To begin searching your data, you first have to create a corpus. A corpus is a container where you upload all your data to be ingested and grouped together in a single location for querying.

  1. To get started, navigate to the Console Overview.

  2. On the left sidebar, click Corpora. This will open an overview of the corpora you have created. It will be empty if this is your first time accessing the console.

  3. Click Create corpus and a dialog box appears.

    Create Corpus

  4. Select the kind of app that you want to build or select Decide later.

  5. Enter the Name of the corpus.

  6. Enter the Key of the corpus which will be used to uniquely identify the corpus

  7. (Optional) Enter a Description about the corpus.
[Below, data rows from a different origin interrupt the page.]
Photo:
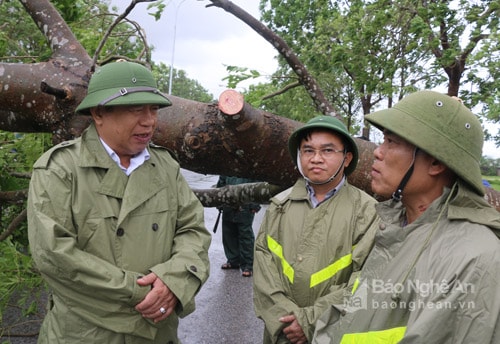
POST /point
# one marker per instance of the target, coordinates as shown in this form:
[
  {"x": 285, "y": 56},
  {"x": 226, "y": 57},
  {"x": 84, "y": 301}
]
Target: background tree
[
  {"x": 389, "y": 48},
  {"x": 182, "y": 86}
]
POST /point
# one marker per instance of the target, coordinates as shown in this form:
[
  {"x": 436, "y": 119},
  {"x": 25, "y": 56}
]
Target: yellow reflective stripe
[
  {"x": 355, "y": 285},
  {"x": 277, "y": 249},
  {"x": 328, "y": 272},
  {"x": 390, "y": 336}
]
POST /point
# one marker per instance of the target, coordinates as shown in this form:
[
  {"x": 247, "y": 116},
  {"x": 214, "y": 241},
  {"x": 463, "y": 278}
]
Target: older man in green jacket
[{"x": 113, "y": 226}]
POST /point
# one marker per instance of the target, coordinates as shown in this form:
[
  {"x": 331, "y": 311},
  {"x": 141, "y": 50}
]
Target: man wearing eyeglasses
[{"x": 314, "y": 236}]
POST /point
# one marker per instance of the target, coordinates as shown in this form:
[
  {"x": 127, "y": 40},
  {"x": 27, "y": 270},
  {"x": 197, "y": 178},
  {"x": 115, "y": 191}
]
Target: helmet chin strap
[
  {"x": 397, "y": 195},
  {"x": 319, "y": 183}
]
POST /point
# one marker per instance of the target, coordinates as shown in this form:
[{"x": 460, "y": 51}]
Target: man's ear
[
  {"x": 95, "y": 112},
  {"x": 436, "y": 167}
]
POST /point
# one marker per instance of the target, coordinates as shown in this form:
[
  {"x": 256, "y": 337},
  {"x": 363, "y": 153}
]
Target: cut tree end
[{"x": 231, "y": 102}]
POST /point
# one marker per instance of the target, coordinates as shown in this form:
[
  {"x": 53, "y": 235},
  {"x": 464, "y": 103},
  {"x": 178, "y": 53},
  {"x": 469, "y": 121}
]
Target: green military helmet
[
  {"x": 330, "y": 123},
  {"x": 441, "y": 126},
  {"x": 122, "y": 83}
]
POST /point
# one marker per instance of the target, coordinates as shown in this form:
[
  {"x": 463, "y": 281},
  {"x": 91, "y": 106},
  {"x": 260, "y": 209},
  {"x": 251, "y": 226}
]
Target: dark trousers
[{"x": 238, "y": 237}]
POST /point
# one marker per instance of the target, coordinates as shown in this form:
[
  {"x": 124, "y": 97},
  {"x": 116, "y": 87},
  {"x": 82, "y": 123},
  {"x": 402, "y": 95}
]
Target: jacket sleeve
[
  {"x": 188, "y": 267},
  {"x": 92, "y": 286},
  {"x": 270, "y": 299},
  {"x": 465, "y": 310}
]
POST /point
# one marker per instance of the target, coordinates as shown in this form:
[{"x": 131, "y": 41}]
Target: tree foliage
[{"x": 389, "y": 48}]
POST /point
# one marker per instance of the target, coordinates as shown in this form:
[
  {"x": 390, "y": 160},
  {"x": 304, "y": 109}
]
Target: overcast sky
[{"x": 207, "y": 39}]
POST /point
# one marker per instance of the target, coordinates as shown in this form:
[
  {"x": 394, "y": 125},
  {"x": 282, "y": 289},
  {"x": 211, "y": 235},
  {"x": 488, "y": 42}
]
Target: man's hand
[
  {"x": 160, "y": 302},
  {"x": 293, "y": 332}
]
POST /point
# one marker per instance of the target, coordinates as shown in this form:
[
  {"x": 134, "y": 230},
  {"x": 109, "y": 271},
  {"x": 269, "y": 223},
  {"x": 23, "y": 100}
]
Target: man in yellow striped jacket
[{"x": 313, "y": 236}]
  8. Select an Embedding model, such as Boomerang.

  9. Click the Filter attributes drop-down, click Add filter attribute, and configure attributes at the document or part levels.

    Add Filter Attributes

  10. Select the appropriate Data Type and indicate whether you want this attribute indexed.
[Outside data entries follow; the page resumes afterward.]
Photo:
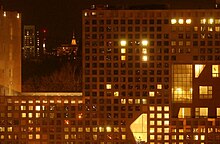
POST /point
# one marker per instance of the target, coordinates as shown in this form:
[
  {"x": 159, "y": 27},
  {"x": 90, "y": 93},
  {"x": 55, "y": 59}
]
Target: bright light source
[
  {"x": 144, "y": 42},
  {"x": 173, "y": 21},
  {"x": 123, "y": 43},
  {"x": 108, "y": 86},
  {"x": 144, "y": 58},
  {"x": 18, "y": 15},
  {"x": 188, "y": 21},
  {"x": 211, "y": 21},
  {"x": 123, "y": 50},
  {"x": 180, "y": 21},
  {"x": 144, "y": 51}
]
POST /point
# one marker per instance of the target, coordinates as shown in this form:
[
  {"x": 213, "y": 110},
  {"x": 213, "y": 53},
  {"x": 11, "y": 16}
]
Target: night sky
[{"x": 59, "y": 17}]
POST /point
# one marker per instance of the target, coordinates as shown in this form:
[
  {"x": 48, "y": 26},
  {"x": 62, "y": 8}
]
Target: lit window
[
  {"x": 151, "y": 94},
  {"x": 144, "y": 42},
  {"x": 218, "y": 113},
  {"x": 201, "y": 112},
  {"x": 159, "y": 86},
  {"x": 123, "y": 43},
  {"x": 205, "y": 92},
  {"x": 18, "y": 15},
  {"x": 37, "y": 108},
  {"x": 188, "y": 21},
  {"x": 215, "y": 71},
  {"x": 180, "y": 21},
  {"x": 203, "y": 21},
  {"x": 217, "y": 28},
  {"x": 198, "y": 69},
  {"x": 116, "y": 93},
  {"x": 123, "y": 57},
  {"x": 108, "y": 86},
  {"x": 217, "y": 21},
  {"x": 108, "y": 129},
  {"x": 184, "y": 113},
  {"x": 211, "y": 21},
  {"x": 144, "y": 58},
  {"x": 123, "y": 50},
  {"x": 144, "y": 51},
  {"x": 173, "y": 21}
]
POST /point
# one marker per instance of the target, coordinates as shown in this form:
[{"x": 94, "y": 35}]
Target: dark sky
[{"x": 59, "y": 17}]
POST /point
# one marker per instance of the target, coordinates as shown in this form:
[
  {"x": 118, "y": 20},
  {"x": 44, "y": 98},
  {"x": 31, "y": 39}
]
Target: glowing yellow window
[
  {"x": 123, "y": 57},
  {"x": 159, "y": 86},
  {"x": 202, "y": 21},
  {"x": 144, "y": 58},
  {"x": 173, "y": 21},
  {"x": 188, "y": 21},
  {"x": 123, "y": 50},
  {"x": 151, "y": 94},
  {"x": 144, "y": 42},
  {"x": 116, "y": 93},
  {"x": 123, "y": 43},
  {"x": 144, "y": 51},
  {"x": 180, "y": 21},
  {"x": 211, "y": 21},
  {"x": 215, "y": 71},
  {"x": 108, "y": 86}
]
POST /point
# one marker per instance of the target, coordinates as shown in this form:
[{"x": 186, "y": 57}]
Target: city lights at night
[{"x": 110, "y": 72}]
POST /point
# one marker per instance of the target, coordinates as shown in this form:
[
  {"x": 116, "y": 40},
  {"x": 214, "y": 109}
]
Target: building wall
[
  {"x": 10, "y": 47},
  {"x": 139, "y": 62}
]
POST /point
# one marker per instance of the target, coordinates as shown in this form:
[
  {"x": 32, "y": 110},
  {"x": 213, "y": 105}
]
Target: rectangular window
[
  {"x": 201, "y": 112},
  {"x": 205, "y": 92},
  {"x": 215, "y": 70}
]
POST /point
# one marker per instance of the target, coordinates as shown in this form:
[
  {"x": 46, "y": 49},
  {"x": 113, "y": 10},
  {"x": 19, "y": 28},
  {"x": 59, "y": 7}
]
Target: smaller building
[{"x": 68, "y": 50}]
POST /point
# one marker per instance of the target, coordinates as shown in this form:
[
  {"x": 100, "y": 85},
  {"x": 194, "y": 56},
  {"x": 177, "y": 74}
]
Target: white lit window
[
  {"x": 180, "y": 21},
  {"x": 144, "y": 42},
  {"x": 123, "y": 57},
  {"x": 202, "y": 21},
  {"x": 218, "y": 113},
  {"x": 144, "y": 51},
  {"x": 184, "y": 113},
  {"x": 159, "y": 86},
  {"x": 144, "y": 58},
  {"x": 108, "y": 86},
  {"x": 188, "y": 21},
  {"x": 151, "y": 94},
  {"x": 123, "y": 43},
  {"x": 173, "y": 21},
  {"x": 211, "y": 21},
  {"x": 123, "y": 50},
  {"x": 215, "y": 71},
  {"x": 205, "y": 92}
]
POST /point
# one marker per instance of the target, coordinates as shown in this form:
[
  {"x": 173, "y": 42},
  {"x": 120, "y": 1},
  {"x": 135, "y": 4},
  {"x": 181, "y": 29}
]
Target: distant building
[
  {"x": 10, "y": 52},
  {"x": 68, "y": 50},
  {"x": 34, "y": 42}
]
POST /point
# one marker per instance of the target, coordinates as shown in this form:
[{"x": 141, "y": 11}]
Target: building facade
[
  {"x": 10, "y": 50},
  {"x": 34, "y": 42},
  {"x": 152, "y": 75}
]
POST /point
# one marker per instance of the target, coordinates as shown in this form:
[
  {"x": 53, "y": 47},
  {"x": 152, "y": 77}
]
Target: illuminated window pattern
[
  {"x": 215, "y": 70},
  {"x": 184, "y": 113},
  {"x": 198, "y": 69},
  {"x": 139, "y": 128},
  {"x": 201, "y": 112},
  {"x": 182, "y": 83},
  {"x": 205, "y": 92}
]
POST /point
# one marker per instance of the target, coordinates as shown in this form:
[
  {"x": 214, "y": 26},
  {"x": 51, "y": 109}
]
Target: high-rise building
[
  {"x": 152, "y": 75},
  {"x": 34, "y": 42},
  {"x": 149, "y": 77},
  {"x": 10, "y": 50}
]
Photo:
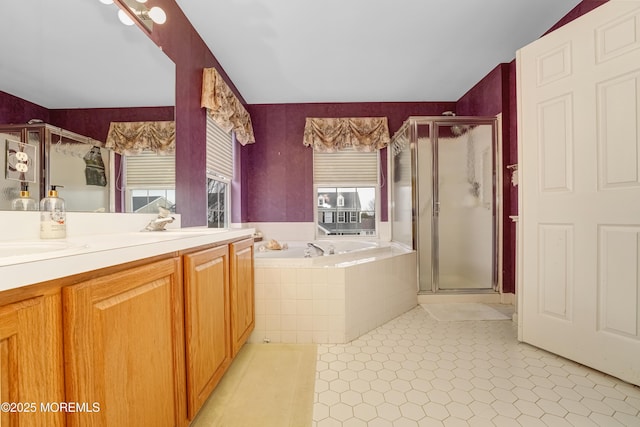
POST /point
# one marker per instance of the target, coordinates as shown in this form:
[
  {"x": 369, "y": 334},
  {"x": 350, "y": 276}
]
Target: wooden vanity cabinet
[
  {"x": 141, "y": 344},
  {"x": 124, "y": 347},
  {"x": 207, "y": 324},
  {"x": 242, "y": 294},
  {"x": 31, "y": 366}
]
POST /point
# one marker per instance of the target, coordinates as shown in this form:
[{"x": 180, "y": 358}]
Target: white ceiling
[
  {"x": 76, "y": 54},
  {"x": 284, "y": 51}
]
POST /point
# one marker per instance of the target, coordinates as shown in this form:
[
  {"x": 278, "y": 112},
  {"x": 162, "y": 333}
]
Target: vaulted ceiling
[{"x": 283, "y": 51}]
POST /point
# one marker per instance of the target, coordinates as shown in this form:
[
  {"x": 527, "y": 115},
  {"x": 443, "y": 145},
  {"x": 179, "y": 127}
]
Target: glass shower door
[{"x": 464, "y": 213}]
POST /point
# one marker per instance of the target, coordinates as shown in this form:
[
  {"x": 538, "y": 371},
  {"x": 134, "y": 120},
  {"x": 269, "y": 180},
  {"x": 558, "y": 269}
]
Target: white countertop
[{"x": 44, "y": 260}]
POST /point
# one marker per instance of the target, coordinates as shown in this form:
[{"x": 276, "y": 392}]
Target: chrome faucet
[{"x": 316, "y": 247}]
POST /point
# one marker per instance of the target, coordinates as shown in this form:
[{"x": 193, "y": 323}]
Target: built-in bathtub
[{"x": 332, "y": 298}]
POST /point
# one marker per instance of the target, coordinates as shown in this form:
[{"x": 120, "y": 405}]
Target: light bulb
[
  {"x": 157, "y": 15},
  {"x": 124, "y": 18}
]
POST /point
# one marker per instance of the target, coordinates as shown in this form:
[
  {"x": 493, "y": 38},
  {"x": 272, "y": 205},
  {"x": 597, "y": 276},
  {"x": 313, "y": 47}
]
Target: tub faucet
[
  {"x": 160, "y": 222},
  {"x": 318, "y": 249}
]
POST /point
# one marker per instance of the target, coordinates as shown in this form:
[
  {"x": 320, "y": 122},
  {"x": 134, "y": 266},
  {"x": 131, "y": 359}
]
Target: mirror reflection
[{"x": 51, "y": 70}]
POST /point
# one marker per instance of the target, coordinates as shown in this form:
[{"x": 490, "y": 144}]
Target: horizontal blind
[
  {"x": 345, "y": 167},
  {"x": 219, "y": 151},
  {"x": 150, "y": 170}
]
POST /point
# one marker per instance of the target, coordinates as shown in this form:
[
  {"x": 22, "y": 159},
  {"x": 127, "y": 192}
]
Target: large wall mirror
[{"x": 72, "y": 55}]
  11. Click Add to return to the previous page. You can continue adding more attributes.

  12. (Optional) Click Show API Request and the request inspector appears. You can now optionally create this corpus by copying and pasting the application code in NodeJS, JavaScript, Linux, or Windows. Create Corpus Request Inspector

  13. Click Create.

The corpus is created and a confirmation message appears. It is now ready to receive your data.

View the Corpus Key

Vectara API requests against a corpus require the Corpus Key. To view Corpus Key and other information about the corpus, select the corpus name from the top-menu:

View Corpus Key

If you select open a corpus, the following options appear:

Query the corpus

The corpus name drop-down has a Query tab that lets you ask questions about your data. It provides Chat, Summary, and Semantic search interface types, each with their own configuration.

Configure the corpus

The Configuration tab lets you set options for the Chat, Summary, and Semantic search user interface types. You then have several options for retrieval, generation, and evaluation.

Filters

The Filters tab lets you view the filter attributes for the corpus and some syntax examples.

UX preview

This tab provides a preview of your query results.

Data

The Data tab shows a list of documents in your corpus and lists them by ID. It also lets you Load data into corpus. It is the quickest way to ingest your data to start asking some questions.

Settings

The Settings tab displays information about the corpus, the current embedding model, indexing semantics, and filter attributes and custom dimensions (Pro and Enterprise only). This page also has a Dangerous actions section that lets you disable the corpus, clear corpus data, or delete the corpus.

Access Control

The Access control tab defines the users and roles that have access to the corpus. You can also create new user roles, a default role, and API keys associated with this corpus.

Query histories

When experimenting with configurations and running queries, you can log your queries into a query history. This enables you to troubleshoot issues, inspect past queries, and optimize query configurations.

Analytics

The Analytics tab provides usage statistics about the corpus and you can download this data in .SVG, .PNG, or .CSV format.